Title Background

<i>Piers Plowman</i>: The A-Text. An Alliterative Verse Translation.

Piers Plowman: The A-Text. An Alliterative Verse Translation.

Sr. Covella’s translation of the A text in alliterative verse is preceded by Fowler’s comprehensive introduction, which supplies historical context and offers an interpretative summary of the poem. The poet’s revolutionary message was stifled after the Peasants’ Revolt in the two later versions, which spiritualized the plowman and appealed to a narrower and more intellectual audience.
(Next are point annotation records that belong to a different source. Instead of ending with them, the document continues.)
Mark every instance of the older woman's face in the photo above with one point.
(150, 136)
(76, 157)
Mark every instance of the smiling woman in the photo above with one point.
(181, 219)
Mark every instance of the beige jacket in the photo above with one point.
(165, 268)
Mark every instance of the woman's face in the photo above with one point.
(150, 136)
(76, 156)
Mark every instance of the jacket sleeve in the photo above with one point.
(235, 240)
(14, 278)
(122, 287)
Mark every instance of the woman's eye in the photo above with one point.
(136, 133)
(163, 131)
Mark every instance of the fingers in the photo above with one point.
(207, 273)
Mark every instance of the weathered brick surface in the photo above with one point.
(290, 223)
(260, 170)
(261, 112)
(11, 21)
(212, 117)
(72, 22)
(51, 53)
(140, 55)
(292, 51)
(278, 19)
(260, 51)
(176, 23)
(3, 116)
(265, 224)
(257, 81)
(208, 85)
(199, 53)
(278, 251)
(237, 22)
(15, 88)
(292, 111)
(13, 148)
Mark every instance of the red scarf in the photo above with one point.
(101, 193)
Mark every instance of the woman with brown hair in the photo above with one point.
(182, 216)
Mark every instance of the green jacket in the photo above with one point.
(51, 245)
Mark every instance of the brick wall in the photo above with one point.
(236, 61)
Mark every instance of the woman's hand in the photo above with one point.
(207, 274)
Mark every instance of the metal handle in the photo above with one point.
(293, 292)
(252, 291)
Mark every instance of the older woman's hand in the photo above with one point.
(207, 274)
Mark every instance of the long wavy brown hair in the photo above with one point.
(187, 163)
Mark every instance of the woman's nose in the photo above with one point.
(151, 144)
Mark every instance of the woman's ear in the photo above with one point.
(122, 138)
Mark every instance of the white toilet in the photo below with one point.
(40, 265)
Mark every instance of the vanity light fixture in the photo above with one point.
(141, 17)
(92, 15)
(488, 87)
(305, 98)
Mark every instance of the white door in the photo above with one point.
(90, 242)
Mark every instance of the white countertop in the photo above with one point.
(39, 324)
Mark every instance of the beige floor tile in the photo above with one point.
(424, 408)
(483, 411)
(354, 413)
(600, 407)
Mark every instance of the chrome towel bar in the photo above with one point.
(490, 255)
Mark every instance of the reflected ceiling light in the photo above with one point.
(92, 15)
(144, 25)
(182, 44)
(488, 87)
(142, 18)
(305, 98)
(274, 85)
The A text is in effect two related poems, the second of which, the Vita, lacks real allegorical action. The author is fundamentally optimistic, though many of his warnings were realized in the Revolt. Piers in the A text is introduced as a model for us all; his way to Truth is basic Christian doctrine. Those who obey the conditions of the pardon show themselves in no need of pardons; the same irony operates when Reason promises to show mercy at a time when mercy is no longer needed (A. 4.100-3 1). The Visio prepares us to appreciate the satire of the Vita as largely directed against Dobet, the life of the Clergy. The close of the A-text Vita amounts to a decisive denunciation of learning, a principle shared by the 1381 rebels but not by the poem’s reviser in B and C.

Rev. Kathlen M. Hewett-Smith, YLS 8 (1994): 190-92.